PREreview of Machine Learning-Enhanced Drug Discovery for BACE1: A Novel Approach to Alzheimer's Therapeutics

Machine Learning-Enhanced Drug Discovery for BACE1: A Novel Approach to Alzheimer's Therapeutics

This paper examines possible inhibitors for BACE1, a critical mediator in the amyloidogenic pathway responsible for generating neurotoxic amyloid-beta (Aβ) peptides. It uses DrugGPT to identify potential inhibitors, filter inhibitor candidates, docking inhibitors, and perform MD simulation. They aimed to characterize one new potential inhibitor against three existing BACE1 inhibitors. They claim that MLC10 promotes controlled flexibility within the enzyme that is unique from other inhibitors. While they show that MLC10 does change the flexibility profile of BACE1, the argument that this changes the ability of substrates to bind is misguided. As I interpret it, MLC10 binds in the active site, which would prevent a substrate from binding due to direct competition. Changing the flexibility of BACE1 would not impact the ability of a substrate to bind or for a product to be released, as the inhibitor and MLC10 cannot be bound simultaneously (based on Figure 4). Further characterization of what areas of BACE1 are becoming more/less flexible, focusing on how this changes binding affinity or inhibition measurements, should be made to support the arguments in this paper. 

Major:

1) Given that ligands represented by SMILES can be generated into multiple conformations, yet DrugGPT only chooses one conformation, how does this potentially impact the output of ligands?

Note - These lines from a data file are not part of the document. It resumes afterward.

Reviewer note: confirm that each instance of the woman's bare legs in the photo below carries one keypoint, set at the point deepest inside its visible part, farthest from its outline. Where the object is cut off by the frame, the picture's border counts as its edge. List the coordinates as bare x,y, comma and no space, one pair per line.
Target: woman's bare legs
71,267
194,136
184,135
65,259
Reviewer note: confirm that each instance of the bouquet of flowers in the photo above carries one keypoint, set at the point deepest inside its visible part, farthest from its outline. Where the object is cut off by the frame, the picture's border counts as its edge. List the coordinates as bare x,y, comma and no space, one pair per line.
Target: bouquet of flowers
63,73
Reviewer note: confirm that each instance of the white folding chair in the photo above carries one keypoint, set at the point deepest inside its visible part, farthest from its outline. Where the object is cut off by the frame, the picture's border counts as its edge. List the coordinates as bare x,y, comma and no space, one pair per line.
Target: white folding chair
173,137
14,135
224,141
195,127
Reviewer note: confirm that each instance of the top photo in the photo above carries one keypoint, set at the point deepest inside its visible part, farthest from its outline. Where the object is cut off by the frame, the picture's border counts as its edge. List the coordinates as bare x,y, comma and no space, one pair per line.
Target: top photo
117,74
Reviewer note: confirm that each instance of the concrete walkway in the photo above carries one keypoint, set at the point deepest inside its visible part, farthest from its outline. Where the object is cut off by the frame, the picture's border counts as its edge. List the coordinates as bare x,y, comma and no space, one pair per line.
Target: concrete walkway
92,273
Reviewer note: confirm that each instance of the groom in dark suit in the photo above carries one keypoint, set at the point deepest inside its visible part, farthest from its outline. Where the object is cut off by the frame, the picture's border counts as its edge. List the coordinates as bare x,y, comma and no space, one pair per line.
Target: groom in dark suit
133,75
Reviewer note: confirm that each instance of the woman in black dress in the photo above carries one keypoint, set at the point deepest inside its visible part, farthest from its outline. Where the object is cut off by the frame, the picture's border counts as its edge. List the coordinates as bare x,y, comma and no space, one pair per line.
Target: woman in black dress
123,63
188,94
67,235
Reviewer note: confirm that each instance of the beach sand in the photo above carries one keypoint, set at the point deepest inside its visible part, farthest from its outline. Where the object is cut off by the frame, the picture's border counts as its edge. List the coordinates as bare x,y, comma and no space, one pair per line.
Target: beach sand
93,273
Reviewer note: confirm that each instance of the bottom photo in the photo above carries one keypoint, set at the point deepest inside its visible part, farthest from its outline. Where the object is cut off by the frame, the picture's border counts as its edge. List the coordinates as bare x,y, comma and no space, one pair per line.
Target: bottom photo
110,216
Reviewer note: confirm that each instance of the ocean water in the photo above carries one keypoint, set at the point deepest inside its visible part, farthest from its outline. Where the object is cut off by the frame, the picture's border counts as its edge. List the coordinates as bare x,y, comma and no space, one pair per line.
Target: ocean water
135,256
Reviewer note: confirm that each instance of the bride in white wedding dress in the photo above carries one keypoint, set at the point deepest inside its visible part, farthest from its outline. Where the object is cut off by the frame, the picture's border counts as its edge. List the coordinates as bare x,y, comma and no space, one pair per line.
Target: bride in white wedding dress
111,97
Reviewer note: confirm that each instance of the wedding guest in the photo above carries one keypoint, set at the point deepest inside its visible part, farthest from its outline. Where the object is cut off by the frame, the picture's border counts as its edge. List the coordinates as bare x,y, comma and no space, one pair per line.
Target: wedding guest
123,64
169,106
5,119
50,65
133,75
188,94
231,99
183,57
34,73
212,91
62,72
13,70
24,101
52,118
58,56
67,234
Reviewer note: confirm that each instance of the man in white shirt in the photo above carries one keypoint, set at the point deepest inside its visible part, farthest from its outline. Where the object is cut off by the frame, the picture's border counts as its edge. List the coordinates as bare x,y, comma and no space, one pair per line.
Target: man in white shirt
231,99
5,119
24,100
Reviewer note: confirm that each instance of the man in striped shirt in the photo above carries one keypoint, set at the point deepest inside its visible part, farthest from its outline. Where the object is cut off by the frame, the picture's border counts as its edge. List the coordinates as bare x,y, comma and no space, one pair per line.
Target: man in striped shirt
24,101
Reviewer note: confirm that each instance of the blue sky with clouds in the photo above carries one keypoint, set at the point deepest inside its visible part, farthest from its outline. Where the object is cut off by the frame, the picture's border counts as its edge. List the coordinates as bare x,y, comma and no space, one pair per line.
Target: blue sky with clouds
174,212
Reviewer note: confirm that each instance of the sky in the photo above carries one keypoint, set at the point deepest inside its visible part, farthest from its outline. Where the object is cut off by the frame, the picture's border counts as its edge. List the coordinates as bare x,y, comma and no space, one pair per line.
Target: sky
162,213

2) Please provide more details on the claim ‘generated ligands with varying levels of complexity’? Was this done using Tanimoto, 3D, or other characteristics?

3) While MCL10 had a better binding affinity, given that MCL11 was still very similar, what was the rationale for moving forward with just one of these compounds?

4) To help contextualize the statement ‘MLC10’s dynamic behaviour could enable induced-fit optimization, allowing the active site geometry to be fine-tuned, thereby maximizing complementarity between the inhibitor and BACE1’s active site’, please provide some shape complementarity metric of the four inhibitors you examined, such as a change in pocket volume size, number of hydrogen bonding, or van der Waals interactions. While this is listed in a table, having an interaction matrix or other graphic form would make it easier to understand.

5) As all of these inhibitors bind to the orthosteric catalytic site, I need clarification on how they would prevent catalysis beyond sterically blocking the natural substrate from binding. Please clarify the statements throughout the paper referring to changes in catalysis. 

6) The changes in RMSF and RMSD across all five structures look incredibly similar, making it difficult to qualify the claims of differences in fluctuations between inhibitors in different regions. Can you quantify and visually show the differences you are pointing out to back up these claims?

7) Please increase the resolution and font size of Figure 7. Currently, I cannot interpret it.

8) In Figure 9, please describe what the deformity is compared to. Is this compared to apo BACE1?

9) Please reword the claims regarding the inhibitor effect of MLC10. As you are only measuring computational estimates of binding affinity and not competition, you can make conclusions on the inhibitory effects of substrate binding.

10) Overall, as the three existing inhibitors and MLC10 have very similar binding affinities, it is unclear how the differences in flexibility impact binding affinities. Please use the discussion to outline this argument and what potential forward tests may be. 

Minor:

1) It would be useful to provide a flowchart and numbers through the manuscript of the number of compounds considered and removed at each step (i.e. number of compounds generated from DrugGPT, number of compounds removed using SMIANA, ect). 

2) Please describe what you mean by an in-depth analysis of the SMILES notations was performed and what tools were used. 

3) Please increase the resolution of Figure 4. 

4) In Figure 4, it would be helpful to orient the figure so we can see where the four compounds bind in relation to each other. Orienting the protein the same way and/or overlaying transparent spheres of the ligand onto the same structure would be helpful.  

Competing interests

The author declares that they have no competing interests.